I feel the same. The Mod team seems to me more focused on important things as before. There were new and very specific upgrades, lots of plugins went from Beta to Alpha etc. I felt the same as @unbracketed before but now I think Mod is much more fucused and on the right path.
I am not suggesting MOD to put all focus on the neural capture plug ins, just to do everthing they could to help the developers of those plug ins to get the most of it (helping testing it and giving advice how to optimize it). I am not a developer and probably i am talking rubbish lol. Anyway, I am veryexcited to see if those kind of plug ins go ahead. If that’s the case I believe the MOD DWARF would be all I need on my pedalboard.
Reaction to this topic aside, the NAM group on Facebook just hit 3.5k users. They were celebrating 3k a day or two ago if memory serves.
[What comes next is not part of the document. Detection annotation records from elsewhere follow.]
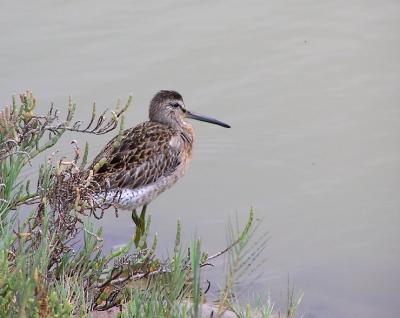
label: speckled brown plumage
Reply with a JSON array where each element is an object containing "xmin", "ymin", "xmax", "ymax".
[
  {"xmin": 90, "ymin": 121, "xmax": 181, "ymax": 189},
  {"xmin": 89, "ymin": 91, "xmax": 229, "ymax": 209}
]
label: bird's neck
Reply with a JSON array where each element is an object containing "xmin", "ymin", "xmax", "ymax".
[{"xmin": 179, "ymin": 121, "xmax": 194, "ymax": 149}]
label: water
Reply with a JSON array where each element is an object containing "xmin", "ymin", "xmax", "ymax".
[{"xmin": 0, "ymin": 0, "xmax": 400, "ymax": 317}]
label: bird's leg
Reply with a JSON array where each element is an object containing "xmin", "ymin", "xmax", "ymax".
[
  {"xmin": 132, "ymin": 209, "xmax": 140, "ymax": 226},
  {"xmin": 132, "ymin": 205, "xmax": 147, "ymax": 247},
  {"xmin": 140, "ymin": 204, "xmax": 147, "ymax": 232}
]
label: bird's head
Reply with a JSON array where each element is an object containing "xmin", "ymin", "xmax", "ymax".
[{"xmin": 149, "ymin": 91, "xmax": 230, "ymax": 129}]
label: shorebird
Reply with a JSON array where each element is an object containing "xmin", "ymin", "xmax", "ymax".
[{"xmin": 90, "ymin": 90, "xmax": 230, "ymax": 243}]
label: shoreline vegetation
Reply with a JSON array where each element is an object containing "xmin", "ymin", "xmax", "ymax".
[{"xmin": 0, "ymin": 92, "xmax": 301, "ymax": 318}]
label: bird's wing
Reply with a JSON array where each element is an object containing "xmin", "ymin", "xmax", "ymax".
[{"xmin": 90, "ymin": 122, "xmax": 180, "ymax": 189}]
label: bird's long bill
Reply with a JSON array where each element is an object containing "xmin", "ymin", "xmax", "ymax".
[{"xmin": 186, "ymin": 110, "xmax": 231, "ymax": 128}]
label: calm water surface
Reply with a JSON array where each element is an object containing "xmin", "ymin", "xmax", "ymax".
[{"xmin": 0, "ymin": 0, "xmax": 400, "ymax": 318}]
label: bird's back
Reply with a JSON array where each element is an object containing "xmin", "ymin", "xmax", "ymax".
[{"xmin": 90, "ymin": 121, "xmax": 180, "ymax": 189}]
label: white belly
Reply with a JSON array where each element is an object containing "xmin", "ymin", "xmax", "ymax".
[{"xmin": 94, "ymin": 166, "xmax": 183, "ymax": 210}]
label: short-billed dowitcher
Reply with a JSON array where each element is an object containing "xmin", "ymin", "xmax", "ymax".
[{"xmin": 90, "ymin": 90, "xmax": 230, "ymax": 242}]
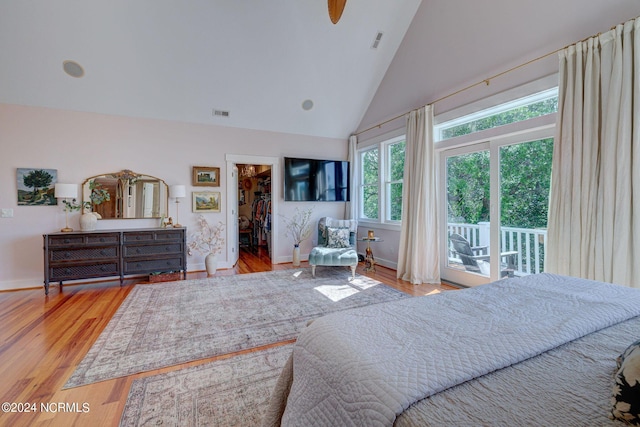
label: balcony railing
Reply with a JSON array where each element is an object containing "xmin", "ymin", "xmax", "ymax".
[{"xmin": 447, "ymin": 222, "xmax": 547, "ymax": 276}]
I’m not really an open source fanatic, more of a very casual open source enjoyer (I like the idea behind it) and to my casual eye, this kinda looks unprecedented, at least in the realm of guitar-related-audio-plugins.
I’m not a business person, I know nothing about the actual reality of selling a product like Dwarf. I’d just be making recommendations based on preferences, and uneducated beliefs, so I’m not saying anything like “you have to jump on it! this has to be the top priority!”. I just call it as I see it, through the lenses of a person who invested waaaaaaay too much time into the world of guitar gear and plugins to ever quit.
However, it seems like the hype behind NAM is real, and for a good reason. I’m not a huge fan of gear captures, but people can’t get enough of them and there are enough sophisticated users out there, to produce some semi-objective (null tests and such) very competent comparisons of available profiling solutions.
It looks like among the most popular ones QC and Kemper are deemed “good”, ToneX and NAM are like half a tier higher (with NAM perhaps edging out ToneX slightly in accuracy). Also, folks “in the know” are already dismissing the profiling in the newest Headrush Prime as an inferior afterthought. Line 6 hasn’t entered the game yet. Fractal has their EQ match and pride.
Also, no shade on Aida DSP folks. I’m sure they worked hard on their stuff, and I have no way of testing the quality of it (even if I could, I’m hardly the most qualified person to do so), but assuming the capture tech clears the bar of being “good” then it lives or dies by the community willing to capture the gear they own. NAM got into my social media feed without me looking for them, whereas I have trouble finding anything of substance related to the Aida DSP amp profiling even when making a conscious effort. I’m sure this is unfair on multiple levels, but it’s also, you know, true.
Finishing products is hard, and I want to give credit, where credit is due. You’ve managed to keep the company afloat, and I can only guess how many fires you had to put out to get there. Enjoy your weekend!